Malo and I don’t speak either.

God, give me strength.

Amina

*
“Out on Bail,” 2pac, 1994.


“By the Time I Get to Arizona,” Public Enemy, 1991.

10
Bail Money

“It’s just like my daddy told me,” my dad says. “I ain’t got no bail money. Not a dime!” He swipes his keys. “None.” I haven’t seen my dad since my mom got back from the psych ward. He’s home now, just for a hot minute, before he goes out of town again.

“If we don’t help him, the system will hang him,” Mom says. “You know that’s what they do to black boys. You know that, Chaka!”

“That boy hung himself a long time ago! Why are you so surprised? He’s never done the right thing. Never!”

“He made a mistake. Wrong place, wrong time. He’s our son—we will profit by or pay for whatever he becomes.”

“He raped a girl.”

“Don’t say that,” my mom erupts, wincing at the very thought.

“A white girl! My enemies will love this.”

“Statutory rape!”

“A white girl!”

“It was consensual. He’s only seventeen, she told him she was sixteen.”

“Well, she was thirteen!”

“He didn’t know. My son is not a rapist!”

“He’s a thug.

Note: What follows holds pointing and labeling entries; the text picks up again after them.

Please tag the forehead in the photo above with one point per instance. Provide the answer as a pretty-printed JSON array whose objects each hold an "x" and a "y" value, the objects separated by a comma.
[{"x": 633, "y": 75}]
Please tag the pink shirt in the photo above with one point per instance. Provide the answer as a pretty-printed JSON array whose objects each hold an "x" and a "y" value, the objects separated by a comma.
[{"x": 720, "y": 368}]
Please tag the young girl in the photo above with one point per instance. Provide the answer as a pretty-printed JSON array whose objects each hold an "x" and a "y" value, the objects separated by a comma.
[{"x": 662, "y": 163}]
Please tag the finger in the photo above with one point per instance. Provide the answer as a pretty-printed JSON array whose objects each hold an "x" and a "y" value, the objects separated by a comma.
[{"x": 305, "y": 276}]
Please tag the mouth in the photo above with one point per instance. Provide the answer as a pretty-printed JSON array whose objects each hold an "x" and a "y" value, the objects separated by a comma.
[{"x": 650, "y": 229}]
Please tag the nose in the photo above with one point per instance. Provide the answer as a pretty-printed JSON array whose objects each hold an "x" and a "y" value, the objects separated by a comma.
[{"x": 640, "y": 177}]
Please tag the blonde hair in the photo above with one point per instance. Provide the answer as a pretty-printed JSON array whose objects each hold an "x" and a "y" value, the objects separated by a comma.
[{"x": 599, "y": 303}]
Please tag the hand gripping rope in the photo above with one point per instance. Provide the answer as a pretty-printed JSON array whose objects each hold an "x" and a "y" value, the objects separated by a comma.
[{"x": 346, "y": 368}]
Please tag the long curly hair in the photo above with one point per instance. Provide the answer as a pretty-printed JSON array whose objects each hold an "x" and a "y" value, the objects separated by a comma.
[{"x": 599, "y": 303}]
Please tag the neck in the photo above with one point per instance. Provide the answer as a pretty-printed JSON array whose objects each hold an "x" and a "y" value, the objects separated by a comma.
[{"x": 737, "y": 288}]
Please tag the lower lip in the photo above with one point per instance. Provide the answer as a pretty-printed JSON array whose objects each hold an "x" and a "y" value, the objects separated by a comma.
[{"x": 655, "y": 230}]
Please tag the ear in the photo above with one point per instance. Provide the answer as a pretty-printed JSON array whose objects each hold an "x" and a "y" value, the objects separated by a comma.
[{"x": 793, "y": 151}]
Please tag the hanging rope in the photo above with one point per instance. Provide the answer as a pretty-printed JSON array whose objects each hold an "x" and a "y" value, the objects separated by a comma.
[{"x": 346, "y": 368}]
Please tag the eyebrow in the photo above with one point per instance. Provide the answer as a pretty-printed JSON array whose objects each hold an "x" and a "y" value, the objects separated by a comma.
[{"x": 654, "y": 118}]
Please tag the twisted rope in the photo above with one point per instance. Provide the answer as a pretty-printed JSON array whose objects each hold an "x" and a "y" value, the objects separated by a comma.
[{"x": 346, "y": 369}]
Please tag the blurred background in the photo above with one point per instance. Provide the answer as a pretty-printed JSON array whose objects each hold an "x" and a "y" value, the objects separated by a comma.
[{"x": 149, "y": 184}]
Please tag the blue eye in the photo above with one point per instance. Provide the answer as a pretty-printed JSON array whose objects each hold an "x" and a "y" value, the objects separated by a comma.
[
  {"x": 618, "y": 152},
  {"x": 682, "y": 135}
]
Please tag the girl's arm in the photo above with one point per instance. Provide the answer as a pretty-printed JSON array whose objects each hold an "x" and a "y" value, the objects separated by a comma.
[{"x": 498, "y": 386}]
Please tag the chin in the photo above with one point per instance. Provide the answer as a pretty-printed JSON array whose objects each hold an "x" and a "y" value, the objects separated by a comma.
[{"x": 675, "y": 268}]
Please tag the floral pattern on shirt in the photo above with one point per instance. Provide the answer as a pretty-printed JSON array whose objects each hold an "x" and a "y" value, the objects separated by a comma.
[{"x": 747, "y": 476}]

You reap what you sow,” he says like a southern preacher.

“Please,” she pleads. “They’ll do him like Emmett Till if we don’t.”

Something in the kitchen falls. I feel like everything is falling, crashing around me.

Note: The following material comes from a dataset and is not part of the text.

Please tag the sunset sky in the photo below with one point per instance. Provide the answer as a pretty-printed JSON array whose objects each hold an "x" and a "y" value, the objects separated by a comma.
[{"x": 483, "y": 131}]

“He’s not working. He’s not in school. Can’t you see? He’s destroying you.”

“You don’t understand.”

“What don’t I understand?”

“What it’s like … for a mother.”

Later on I get on the computer, a Mac Performa 5200. I dial up the Internet and type in “Emmett Till” on this new thing my dad’s friend Zizwe told me about called Google. It’s dope, you can find anything on this jawn … including all the hardcore Afro-Centrix flicks. I read about how in 1955, Emmett, fourteen years old like me, got killed for whistling at a white woman in Philadelphia, Mississippi. But they didn’t just kill him. They shot his ears off at point-blank range. Gouged his eyes out. Tied him with barbed wire by his neck. Cut his dick off. Dumped him in the Tallahatchie River. There’s two pictures of him. One where he’s alive, glowing, wearing a fedora
and a boyish grin, looking like Uzi, actually. And another, in his casket, his face deformed like melted plastic. My soul cries for Till like he was Uzi.

I say to my dad, “So you really not going to help my brother?”

“I can’t help him. He made his bed, now he has to lie in it. One day you’ll make yours too, and you’ll have to lie in it.”

Dear Carole,

If I could run, hide from bad news, I would be on the other side of the world. Bad news has ridden the hem of my skirts and I haven’t been able to dance the news away. Now bad news has arrived big-time and in this midnight hour, when everyone is asleep and only the TV talks, I am speechless but full of fear. Fear for my child. The one that I put on the plane to Arizona. The child that I wanted to save and didn’t know what to do. My firstborn child, who was full of life and too much mischief. He is in jail facing what?

God, give me strength.

Amina

11
Xmas in AZ

Xmas in AZ. Nobody’s in this Holiday Inn except me and my mom. We’re here to see Uzi. My mom still hasn’t spoken to him and no one knows what’s going on.

We’re supposed to see this lawyer she got for Uzi, Mr. Dodds or something.